/EX-MotorShield8874

Design files for the open source 5A Motor Shield

OtherNOASSERTION

EX-Motorshield8874

Overview

DCC-EX EX-MotorShield8874

The EX-Motorshield8874 is a pin compatible with the original Arduino Motor Shield Rev3 but provides significantly improved electrical performance for driving higher loads, with lower power dissipation, and improved usability.

The EX-Motorshield8874 is based on two DRV8874 H-bridge motor drivers with integrated current sensing from Texas Instruments (TI). It is used to drive inductive loads like relays, solenoids, DC and stepping motors.

Powering of Arduino motherboard is possible due to the onboard DC/DC buck converter, supporting a wide input supply range from 9 to 30V. The reverse polarity protection prevents damage to the circuit and its components in case the power supply is accidentally connected with reversed polarity.

This Shield features a green status LED which provides a visual indication of the power supply status.

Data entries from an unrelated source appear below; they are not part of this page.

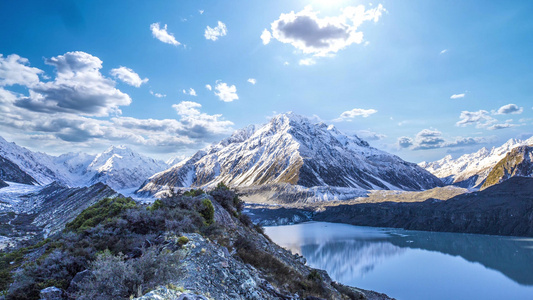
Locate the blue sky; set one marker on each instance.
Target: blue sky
(420, 79)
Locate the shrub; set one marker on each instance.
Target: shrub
(183, 240)
(227, 198)
(115, 277)
(194, 193)
(102, 211)
(208, 212)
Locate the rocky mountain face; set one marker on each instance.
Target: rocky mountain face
(11, 172)
(119, 167)
(502, 209)
(471, 170)
(518, 162)
(293, 150)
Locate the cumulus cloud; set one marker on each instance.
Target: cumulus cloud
(480, 118)
(190, 92)
(321, 36)
(163, 35)
(356, 112)
(214, 33)
(457, 96)
(266, 36)
(16, 70)
(78, 88)
(509, 109)
(225, 92)
(128, 76)
(405, 142)
(198, 123)
(306, 62)
(62, 125)
(370, 135)
(433, 139)
(158, 95)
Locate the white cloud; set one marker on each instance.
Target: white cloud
(405, 142)
(225, 92)
(509, 109)
(190, 92)
(16, 70)
(58, 114)
(128, 76)
(433, 139)
(266, 36)
(322, 36)
(370, 135)
(78, 88)
(356, 112)
(214, 33)
(457, 96)
(162, 34)
(201, 123)
(480, 118)
(158, 95)
(501, 126)
(307, 62)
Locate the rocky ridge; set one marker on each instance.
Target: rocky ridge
(471, 170)
(518, 162)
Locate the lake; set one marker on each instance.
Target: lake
(415, 264)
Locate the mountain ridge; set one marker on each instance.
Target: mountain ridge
(118, 166)
(471, 170)
(290, 149)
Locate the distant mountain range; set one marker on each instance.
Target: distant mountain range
(293, 150)
(118, 167)
(471, 170)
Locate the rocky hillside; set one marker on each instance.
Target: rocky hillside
(47, 210)
(518, 162)
(502, 209)
(291, 149)
(195, 245)
(11, 172)
(471, 170)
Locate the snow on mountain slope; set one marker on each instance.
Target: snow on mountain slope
(118, 167)
(121, 168)
(290, 149)
(471, 170)
(38, 165)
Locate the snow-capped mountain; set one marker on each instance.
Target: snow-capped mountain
(118, 166)
(471, 170)
(40, 166)
(121, 168)
(517, 163)
(290, 149)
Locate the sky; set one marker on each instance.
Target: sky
(420, 79)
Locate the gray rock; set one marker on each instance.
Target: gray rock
(52, 293)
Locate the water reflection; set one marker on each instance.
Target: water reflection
(427, 261)
(348, 259)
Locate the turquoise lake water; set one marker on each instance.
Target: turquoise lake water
(415, 264)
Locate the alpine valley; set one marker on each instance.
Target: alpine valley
(287, 171)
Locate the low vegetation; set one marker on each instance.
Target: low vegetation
(121, 243)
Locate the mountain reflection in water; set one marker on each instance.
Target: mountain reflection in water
(403, 260)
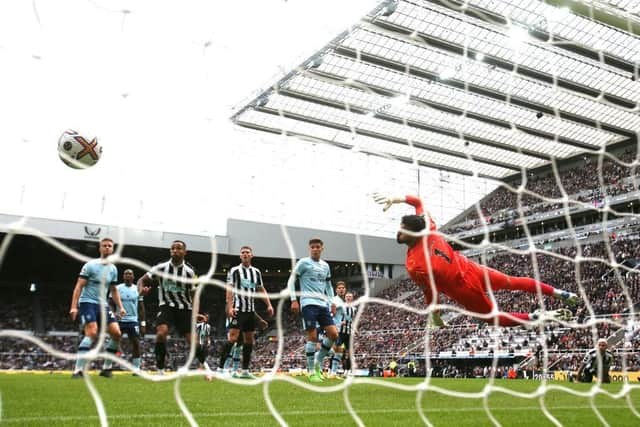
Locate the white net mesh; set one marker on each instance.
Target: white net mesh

Compatibility with Arduino Motor Shield Rev3

The EX-MotorShield8874 is pin compatible with the original Arduino Motor Shield but provides significantly improved electrical performance for driving higher loads. Input voltage range is 9-30VDC and the maximum peak output is 5A per channel, in contrast to 5-12VDC and 2A peak for the original Arduino Motor Shield.

There is also almost no voltage drop incurred from the input voltage due to the MOSFET based design, unlike the bipolar L298 used in the Arduino Motor Shield. For DCC and DC PWM model railway use, a range of 10-24VDC is recommended depending on scale.

Motor Driver Configuration for DCC-EX EX-CommandStation

The EX-MotorShield8874 will work with the STANDARD_MOTOR_SHIELD definitions in MotorDrivers.h, but that is not ideal for several reasons. It will both unnecessarily limit current output, ignore the fault pin, and not read current correctly.

The following motor definitions are required, and appear in later versions of EX-CommandStation, with the tag EX8874_SHIELD, which will differ according to whether the Command Station is an UNO or Mega with 5V 10-bit ADC, or a 3.3V capable system with 12-bit ADC:

// EX 8874 based shield connected to a 5V system (like Arduino UNO/Mega) and 10bit (1024) ADC
#define EX8874_SHIELD F("EX8874"), \
 new MotorDriver( 3, 12, UNUSED_PIN, 9, A0, 5.08, 5000, A4), \
 new MotorDriver(11, 13, UNUSED_PIN, 8, A1, 5.08, 5000, A5)

// EX 8874 based shield connected to a 3V3 system with 12-bit (4096) ADC
#define EX8874_SHIELD F("EX8874"), \
 new MotorDriver( 3, 12, UNUSED_PIN, 9, A0, 1.27, 5000, A4), \
 new MotorDriver(11, 13, UNUSED_PIN, 8, A1, 1.27, 5000, A5)

Control Pin Assignments

Default Pin Assignment for DCC-EX/Arduino motor control

The EX-MotorShield8874 has the following default pin assignment for control pins on the Arduino header, and is used for full Arduino Motor Shield R3 compatibility when used for DCC-EX EX-CommandStation.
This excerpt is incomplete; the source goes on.